Obinutuzumab (Gazyva) received FDA approval in October 2025 specifically for active lupus nephritis, adding another option for this difficult-to-treat complication. It works by depleting a type of immune cell called B cells, similar in concept to rituximab, which has been used off-label for refractory lupus for years.
Once kidney disease responds to treatment, maintenance therapy needs to continue for at least three years. Patients who started on mycophenolate generally stay on it, while those who started on cyclophosphamide are typically switched to mycophenolate or azathioprine for the long haul.

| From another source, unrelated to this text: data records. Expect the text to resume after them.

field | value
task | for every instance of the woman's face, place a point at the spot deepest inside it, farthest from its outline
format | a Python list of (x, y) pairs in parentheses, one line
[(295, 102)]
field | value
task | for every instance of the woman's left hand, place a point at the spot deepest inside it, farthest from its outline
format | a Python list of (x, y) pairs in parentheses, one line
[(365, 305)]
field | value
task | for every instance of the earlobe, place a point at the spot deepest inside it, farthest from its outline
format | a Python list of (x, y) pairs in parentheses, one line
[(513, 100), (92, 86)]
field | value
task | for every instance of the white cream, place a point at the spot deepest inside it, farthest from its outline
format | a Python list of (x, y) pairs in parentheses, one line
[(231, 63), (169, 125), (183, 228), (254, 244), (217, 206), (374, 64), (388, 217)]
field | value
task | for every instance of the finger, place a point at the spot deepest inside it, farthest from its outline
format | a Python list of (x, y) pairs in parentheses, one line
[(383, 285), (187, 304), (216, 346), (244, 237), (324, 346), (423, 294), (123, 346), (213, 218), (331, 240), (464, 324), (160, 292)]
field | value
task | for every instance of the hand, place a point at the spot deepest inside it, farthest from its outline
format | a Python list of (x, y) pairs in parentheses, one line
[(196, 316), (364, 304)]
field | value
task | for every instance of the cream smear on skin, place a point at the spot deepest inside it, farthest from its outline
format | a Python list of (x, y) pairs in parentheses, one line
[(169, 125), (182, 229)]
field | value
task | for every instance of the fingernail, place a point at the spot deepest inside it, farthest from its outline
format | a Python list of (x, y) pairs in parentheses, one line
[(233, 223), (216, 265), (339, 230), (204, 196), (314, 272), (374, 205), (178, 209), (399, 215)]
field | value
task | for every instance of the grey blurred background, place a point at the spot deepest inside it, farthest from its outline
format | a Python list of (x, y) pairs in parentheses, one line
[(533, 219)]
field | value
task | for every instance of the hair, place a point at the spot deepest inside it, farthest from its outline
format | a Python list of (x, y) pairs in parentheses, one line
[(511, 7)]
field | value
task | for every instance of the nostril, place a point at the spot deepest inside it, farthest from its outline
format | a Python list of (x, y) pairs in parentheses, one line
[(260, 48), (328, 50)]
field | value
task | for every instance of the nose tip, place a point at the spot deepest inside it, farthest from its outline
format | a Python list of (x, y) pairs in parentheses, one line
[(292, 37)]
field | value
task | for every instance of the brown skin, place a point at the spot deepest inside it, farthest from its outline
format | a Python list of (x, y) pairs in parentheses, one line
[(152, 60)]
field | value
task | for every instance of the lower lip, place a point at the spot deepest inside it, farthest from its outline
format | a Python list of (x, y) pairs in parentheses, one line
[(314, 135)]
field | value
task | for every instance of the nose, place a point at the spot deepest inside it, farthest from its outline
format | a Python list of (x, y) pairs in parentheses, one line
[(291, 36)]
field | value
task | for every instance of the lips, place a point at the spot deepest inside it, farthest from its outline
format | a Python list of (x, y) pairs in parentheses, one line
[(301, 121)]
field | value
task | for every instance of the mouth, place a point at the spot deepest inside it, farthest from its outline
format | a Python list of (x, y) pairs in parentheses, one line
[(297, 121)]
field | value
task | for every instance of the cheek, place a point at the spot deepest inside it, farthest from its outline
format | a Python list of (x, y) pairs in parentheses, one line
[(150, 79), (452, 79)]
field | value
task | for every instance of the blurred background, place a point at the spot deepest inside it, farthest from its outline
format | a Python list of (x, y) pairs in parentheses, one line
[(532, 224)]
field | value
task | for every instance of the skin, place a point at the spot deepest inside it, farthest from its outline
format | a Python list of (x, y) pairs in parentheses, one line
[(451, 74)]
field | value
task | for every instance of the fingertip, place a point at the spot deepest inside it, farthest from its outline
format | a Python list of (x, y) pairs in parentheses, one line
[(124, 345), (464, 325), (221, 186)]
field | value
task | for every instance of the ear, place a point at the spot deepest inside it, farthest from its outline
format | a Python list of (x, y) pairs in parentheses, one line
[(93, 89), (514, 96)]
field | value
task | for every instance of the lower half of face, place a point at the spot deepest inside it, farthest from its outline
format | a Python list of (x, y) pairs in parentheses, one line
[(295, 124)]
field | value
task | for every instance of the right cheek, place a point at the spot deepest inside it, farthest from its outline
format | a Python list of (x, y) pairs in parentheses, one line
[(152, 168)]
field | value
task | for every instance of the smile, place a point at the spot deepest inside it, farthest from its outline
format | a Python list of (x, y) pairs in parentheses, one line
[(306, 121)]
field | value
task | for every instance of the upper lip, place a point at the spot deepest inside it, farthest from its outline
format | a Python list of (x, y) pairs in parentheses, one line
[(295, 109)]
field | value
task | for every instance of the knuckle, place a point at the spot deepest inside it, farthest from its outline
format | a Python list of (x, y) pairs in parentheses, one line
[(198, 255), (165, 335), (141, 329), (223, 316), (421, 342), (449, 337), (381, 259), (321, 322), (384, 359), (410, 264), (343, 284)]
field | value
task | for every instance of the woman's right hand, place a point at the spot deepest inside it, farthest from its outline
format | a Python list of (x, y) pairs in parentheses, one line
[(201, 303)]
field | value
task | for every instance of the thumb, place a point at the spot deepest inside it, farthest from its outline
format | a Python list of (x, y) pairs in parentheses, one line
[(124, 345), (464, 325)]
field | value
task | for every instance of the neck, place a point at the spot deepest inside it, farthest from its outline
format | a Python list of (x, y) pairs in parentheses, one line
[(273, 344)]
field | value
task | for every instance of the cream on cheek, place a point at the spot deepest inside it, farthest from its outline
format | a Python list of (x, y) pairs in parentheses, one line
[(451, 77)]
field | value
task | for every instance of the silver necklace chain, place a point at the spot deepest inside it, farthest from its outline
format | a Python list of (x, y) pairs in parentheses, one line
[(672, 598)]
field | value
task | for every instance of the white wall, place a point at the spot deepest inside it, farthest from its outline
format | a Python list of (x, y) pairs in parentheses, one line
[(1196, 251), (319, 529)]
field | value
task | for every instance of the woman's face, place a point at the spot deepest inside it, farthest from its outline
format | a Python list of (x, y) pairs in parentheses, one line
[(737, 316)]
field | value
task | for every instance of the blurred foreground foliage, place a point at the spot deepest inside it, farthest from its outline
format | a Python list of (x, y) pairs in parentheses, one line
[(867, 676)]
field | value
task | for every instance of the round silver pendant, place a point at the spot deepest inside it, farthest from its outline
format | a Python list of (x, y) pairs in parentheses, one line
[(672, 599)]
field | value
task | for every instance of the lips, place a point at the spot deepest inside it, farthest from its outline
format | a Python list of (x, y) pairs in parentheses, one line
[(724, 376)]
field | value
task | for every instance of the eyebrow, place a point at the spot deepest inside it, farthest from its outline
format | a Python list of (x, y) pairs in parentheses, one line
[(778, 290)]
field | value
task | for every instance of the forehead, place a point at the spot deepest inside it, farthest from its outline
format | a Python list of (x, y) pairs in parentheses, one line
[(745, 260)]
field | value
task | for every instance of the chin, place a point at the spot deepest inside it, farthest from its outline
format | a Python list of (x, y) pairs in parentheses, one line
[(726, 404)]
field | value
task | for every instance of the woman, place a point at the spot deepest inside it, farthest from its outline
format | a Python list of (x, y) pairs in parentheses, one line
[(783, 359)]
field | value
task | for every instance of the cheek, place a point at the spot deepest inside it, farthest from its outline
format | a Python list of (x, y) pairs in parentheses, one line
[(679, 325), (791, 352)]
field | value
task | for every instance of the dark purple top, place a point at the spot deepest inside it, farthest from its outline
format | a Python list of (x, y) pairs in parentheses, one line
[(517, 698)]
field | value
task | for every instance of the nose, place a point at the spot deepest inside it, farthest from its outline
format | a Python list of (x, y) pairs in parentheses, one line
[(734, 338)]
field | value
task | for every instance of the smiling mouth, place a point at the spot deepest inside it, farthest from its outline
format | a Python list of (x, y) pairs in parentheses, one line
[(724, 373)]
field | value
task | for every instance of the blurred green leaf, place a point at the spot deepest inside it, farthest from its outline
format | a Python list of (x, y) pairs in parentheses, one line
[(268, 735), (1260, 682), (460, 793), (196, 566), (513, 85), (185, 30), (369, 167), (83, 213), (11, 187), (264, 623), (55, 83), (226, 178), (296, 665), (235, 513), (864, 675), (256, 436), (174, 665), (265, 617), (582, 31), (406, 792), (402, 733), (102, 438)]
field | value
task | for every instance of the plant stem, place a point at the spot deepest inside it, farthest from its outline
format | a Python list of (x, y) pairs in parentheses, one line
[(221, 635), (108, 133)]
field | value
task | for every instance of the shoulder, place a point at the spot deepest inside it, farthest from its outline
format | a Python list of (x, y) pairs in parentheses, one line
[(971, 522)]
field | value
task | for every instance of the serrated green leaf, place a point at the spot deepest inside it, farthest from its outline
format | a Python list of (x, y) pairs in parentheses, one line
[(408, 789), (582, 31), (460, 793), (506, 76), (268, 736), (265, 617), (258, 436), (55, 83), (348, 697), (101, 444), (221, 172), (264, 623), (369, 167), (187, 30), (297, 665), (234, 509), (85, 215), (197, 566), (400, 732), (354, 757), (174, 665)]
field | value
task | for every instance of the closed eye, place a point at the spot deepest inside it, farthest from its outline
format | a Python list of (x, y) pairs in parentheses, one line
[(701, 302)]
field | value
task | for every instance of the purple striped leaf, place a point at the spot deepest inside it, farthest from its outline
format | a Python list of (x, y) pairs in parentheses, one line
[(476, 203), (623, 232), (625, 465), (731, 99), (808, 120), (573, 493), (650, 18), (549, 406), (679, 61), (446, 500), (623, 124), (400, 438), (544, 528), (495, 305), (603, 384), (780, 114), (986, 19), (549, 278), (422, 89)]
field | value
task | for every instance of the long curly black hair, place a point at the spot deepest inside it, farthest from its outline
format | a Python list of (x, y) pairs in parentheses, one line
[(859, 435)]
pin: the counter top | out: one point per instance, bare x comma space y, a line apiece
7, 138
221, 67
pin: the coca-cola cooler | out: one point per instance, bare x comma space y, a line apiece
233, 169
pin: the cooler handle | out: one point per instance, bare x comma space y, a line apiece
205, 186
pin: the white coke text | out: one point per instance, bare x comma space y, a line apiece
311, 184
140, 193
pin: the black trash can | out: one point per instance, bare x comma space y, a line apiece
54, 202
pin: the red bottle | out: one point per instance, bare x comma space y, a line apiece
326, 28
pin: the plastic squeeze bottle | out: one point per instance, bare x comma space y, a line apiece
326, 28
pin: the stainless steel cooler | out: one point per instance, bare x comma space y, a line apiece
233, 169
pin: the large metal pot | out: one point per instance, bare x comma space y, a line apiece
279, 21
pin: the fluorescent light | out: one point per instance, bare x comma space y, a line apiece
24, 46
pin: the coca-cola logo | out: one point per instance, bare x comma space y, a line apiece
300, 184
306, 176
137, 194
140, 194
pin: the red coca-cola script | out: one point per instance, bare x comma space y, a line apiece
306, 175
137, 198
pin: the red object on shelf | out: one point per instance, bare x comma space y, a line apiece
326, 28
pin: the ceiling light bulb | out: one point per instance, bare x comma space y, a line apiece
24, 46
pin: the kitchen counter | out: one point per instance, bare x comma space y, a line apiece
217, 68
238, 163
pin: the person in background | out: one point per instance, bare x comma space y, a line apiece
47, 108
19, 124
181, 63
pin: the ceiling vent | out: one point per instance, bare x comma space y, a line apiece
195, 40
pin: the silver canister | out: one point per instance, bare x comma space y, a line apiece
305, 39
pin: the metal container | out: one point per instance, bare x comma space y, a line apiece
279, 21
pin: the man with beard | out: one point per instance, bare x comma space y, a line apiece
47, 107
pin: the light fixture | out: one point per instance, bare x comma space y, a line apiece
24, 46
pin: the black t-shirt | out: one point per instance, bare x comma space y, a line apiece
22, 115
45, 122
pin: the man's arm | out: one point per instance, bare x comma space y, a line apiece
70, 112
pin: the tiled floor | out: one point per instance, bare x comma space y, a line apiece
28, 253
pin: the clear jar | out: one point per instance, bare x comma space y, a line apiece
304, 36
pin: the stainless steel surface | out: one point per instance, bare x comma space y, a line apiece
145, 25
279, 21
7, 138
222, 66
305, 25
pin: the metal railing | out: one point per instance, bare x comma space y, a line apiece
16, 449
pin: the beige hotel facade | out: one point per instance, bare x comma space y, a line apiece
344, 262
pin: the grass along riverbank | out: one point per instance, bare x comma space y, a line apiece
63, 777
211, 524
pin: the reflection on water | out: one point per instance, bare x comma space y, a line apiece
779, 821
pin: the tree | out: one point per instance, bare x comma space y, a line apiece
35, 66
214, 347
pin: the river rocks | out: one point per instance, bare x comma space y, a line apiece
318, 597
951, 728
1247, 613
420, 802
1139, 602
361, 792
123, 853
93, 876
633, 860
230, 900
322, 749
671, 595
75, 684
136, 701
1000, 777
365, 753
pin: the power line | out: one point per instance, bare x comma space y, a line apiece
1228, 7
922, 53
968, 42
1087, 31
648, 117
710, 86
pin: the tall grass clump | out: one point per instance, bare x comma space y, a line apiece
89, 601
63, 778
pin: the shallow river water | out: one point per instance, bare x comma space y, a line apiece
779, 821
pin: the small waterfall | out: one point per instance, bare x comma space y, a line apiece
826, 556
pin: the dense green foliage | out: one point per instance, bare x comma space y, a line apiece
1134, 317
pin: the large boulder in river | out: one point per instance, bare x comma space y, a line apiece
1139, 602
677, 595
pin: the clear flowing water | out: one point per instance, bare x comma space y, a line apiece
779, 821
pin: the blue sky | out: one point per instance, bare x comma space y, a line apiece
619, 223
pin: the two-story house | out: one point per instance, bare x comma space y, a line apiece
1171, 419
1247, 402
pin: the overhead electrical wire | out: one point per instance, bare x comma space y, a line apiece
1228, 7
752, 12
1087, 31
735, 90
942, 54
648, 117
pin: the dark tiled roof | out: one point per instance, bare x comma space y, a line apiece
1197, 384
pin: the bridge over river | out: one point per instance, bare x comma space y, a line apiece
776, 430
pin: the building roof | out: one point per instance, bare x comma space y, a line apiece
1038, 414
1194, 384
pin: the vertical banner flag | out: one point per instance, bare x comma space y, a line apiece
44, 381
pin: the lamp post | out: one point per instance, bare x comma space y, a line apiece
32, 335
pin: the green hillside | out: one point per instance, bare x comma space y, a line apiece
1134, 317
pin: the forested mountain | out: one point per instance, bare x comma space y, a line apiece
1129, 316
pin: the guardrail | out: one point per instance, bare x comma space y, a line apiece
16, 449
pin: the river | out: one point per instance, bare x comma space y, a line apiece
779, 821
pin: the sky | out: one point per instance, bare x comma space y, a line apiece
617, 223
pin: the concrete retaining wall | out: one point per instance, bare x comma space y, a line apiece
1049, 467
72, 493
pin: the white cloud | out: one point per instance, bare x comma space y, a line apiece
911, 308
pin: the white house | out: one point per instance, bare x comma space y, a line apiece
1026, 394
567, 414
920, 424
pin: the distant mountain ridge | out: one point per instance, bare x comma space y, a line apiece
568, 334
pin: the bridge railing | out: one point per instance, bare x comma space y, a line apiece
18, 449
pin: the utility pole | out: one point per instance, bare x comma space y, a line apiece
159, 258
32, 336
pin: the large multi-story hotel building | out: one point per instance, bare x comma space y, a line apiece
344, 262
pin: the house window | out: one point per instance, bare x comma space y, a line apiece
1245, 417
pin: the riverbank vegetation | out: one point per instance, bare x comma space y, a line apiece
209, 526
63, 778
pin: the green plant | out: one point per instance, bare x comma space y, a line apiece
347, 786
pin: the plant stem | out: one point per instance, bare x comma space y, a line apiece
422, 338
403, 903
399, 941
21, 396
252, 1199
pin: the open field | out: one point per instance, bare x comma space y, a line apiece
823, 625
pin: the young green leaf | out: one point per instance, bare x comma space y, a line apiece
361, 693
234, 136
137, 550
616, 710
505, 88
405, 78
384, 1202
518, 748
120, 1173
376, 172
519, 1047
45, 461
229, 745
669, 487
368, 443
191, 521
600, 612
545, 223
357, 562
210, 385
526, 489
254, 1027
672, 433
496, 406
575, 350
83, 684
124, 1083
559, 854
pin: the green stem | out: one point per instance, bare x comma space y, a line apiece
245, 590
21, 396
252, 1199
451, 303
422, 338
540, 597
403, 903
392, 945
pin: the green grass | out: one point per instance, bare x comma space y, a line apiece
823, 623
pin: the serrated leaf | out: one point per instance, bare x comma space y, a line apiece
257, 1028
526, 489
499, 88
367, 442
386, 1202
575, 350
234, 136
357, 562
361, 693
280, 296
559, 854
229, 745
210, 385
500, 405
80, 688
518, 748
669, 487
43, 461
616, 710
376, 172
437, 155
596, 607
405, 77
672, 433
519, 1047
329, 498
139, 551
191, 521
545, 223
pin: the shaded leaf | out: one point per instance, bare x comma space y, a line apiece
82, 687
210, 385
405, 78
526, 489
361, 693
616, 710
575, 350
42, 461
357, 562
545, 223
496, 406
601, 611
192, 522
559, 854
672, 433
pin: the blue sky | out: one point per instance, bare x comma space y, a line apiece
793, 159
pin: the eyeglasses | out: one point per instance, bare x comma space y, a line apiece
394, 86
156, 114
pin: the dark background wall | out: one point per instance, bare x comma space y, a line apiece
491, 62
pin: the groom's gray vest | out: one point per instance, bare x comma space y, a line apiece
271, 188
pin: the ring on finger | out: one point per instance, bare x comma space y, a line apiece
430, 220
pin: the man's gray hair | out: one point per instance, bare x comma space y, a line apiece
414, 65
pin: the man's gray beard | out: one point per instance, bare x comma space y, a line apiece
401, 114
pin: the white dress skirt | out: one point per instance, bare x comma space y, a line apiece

How Treatment Is Layered Over Time
Lupus treatment isn’t a single prescription. It’s a layered strategy that builds up or scales down based on how you’re doing. The simplest version is hydroxychloroquine alone for someone with mild disease. If that’s not enough, a low dose of prednisone gets added temporarily while a slower-acting immunosuppressant ramps up. Once the immunosuppressant takes effect, the goal is to taper steroids as low as possible. If standard immunosuppressants don’t do the job, a biologic gets layered on top.
This stepwise approach means your medication regimen will likely change over time, sometimes multiple times. Flares may require temporary increases in steroids. Periods of remission might allow your doctor to simplify your regimen. The overarching goals are to control disease activity, minimize steroid exposure, prevent organ damage, and keep you on the least amount of medication that keeps things stable. Most people with lupus end up on at least two medications simultaneously, with hydroxychloroquine as the constant anchor.